第216話 魔王の封印
日が完全に落ちる少し前、魔都に到着した。
夜が近いというのに魔都はそこまで慌ただしくない。以前来たときはこれからが不死者の時間ということでかなり殺気立っていたというか、悲壮を感じるような雰囲気もあったが、今はそんなこともないようだ。
これもパトリシアさんのおかげだろう。ヴァーミリオンの領地である湿原地帯、この南半分くらいを支配しているといってもいい。そこへ足を踏み入れたら、不死者はあっという間に潰される状況だ。
そのおかげで魔都や聖国の中央部あたりは不死者の侵攻が減った。魔国の森林地帯や聖国の南部あたりは侵攻がなくなったほどだ。不死者たちが隠れている可能性があるので警戒は緩めていないようだが、ほとんど戦闘はないらしい。

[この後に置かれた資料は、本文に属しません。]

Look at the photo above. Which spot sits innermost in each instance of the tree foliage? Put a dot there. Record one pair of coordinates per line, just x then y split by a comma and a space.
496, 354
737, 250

ただ、少しだけ勝利が見えたというか、戦いの終わりが見えたことで、その後のことを考える人達が増えた。
エンデロアの領地を取り返したからな。女王コルネリアとカロアティナ王国が領地をどうするかという話があるらしいけど、そんなことは全部終わってからやってもらいたい。
なので暫定的にあの領地はクロス魔王軍の物だとした。フランさんやアランたちの活躍で取り返したんだから当然という主張をしたんだけど、最終的には聖国とカロアティナ王国で半々だろう。
俺的にはそのあたりはどうでもいい。俺が悩んだり決めたりすることじゃない。今の俺の目的は魔王城の宝物庫、そしてテデムやワンナたちと話をすることだ。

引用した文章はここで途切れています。